7. The method according to claim 1, characterized in that, The research path for the target research topic is analyzed using a chain-of-thought reasoning approach to obtain the target research path, which includes: The target research topic is input into multiple intelligent agents to perform the i-th step of the reasoning task, and the corresponding candidate sub-research paths are output, where i is an integer greater than 2; If all of the candidate sub-research paths meet the predetermined evaluation conditions, the i-th sub-research path for the i-th step is determined from the candidate sub-research paths based on a voting mechanism. Based on the i-th sub-research path, the multiple agents execute the (i+1)-th step of the reasoning task again and determine the (i+1)-th sub-research path of the (i+1)-th step. The reasoning task is stopped when the semantic similarity between the (i+1)th sub-research path and the ith sub-research path meets the threshold, thus obtaining the target research path.
8. The method according to claim 7, characterized in that, The predetermined evaluation conditions include at least one of the following: topic relevance conditions, adaptability conditions, practicality conditions, and coherence of thought conditions. The topic association condition includes that the semantic association between the candidate sub-research path and the target research topic is higher than a preset association threshold; The adaptability condition includes that the adaptability of the research methods and research content targeted by the candidate sub-research paths is higher than a preset adaptability threshold. The practicality criteria include that the practicality score of the research content targeted by the candidate sub-research path is higher than a preset practicality threshold. The coherence condition includes that the degree of coherence between the candidate sub-research path and the sub-research path determined by historical reasoning is higher than a preset coherence threshold.
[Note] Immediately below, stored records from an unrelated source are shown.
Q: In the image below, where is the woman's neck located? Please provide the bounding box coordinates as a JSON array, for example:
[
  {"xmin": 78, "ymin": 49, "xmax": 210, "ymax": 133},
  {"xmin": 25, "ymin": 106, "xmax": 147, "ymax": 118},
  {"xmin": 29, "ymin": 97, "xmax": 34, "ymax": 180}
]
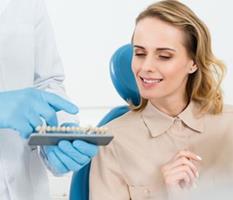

9. A data generation system based on social simulation experiments, characterized in that, The system includes: The first reasoning module is used to perform chain-of-thinking reasoning analysis on the research path of the target research topic to obtain the target research path. The second reasoning module is used to perform reasoning analysis on the experimental design of the social simulation experiment according to a predetermined standardized experimental description protocol when the target research path includes a sub-path that requires the execution of a social simulation experiment, in order to determine the role profile of the experimental subject, social behavioral constraints and experimental path required to complete the social simulation experiment. The determination module is used to retrieve target behavior data that matches the character profile from a pre-constructed behavior dataset, and determine the target behavior data as the initial memory of the experimental subject; The generation module is used to simulate the process of the experimental path based on the initial memory under the social behavioral constraints of the experimental subject, and generate experimental data so that the experimental data can be used as reference data for scientific research writing.
10. An electronic device, comprising: One or more processors; Memory, used to store one or more computer programs. The characteristic feature is that the one or more processors execute the one or more computer programs to implement the steps of the method according to any one of claims 1 to 8.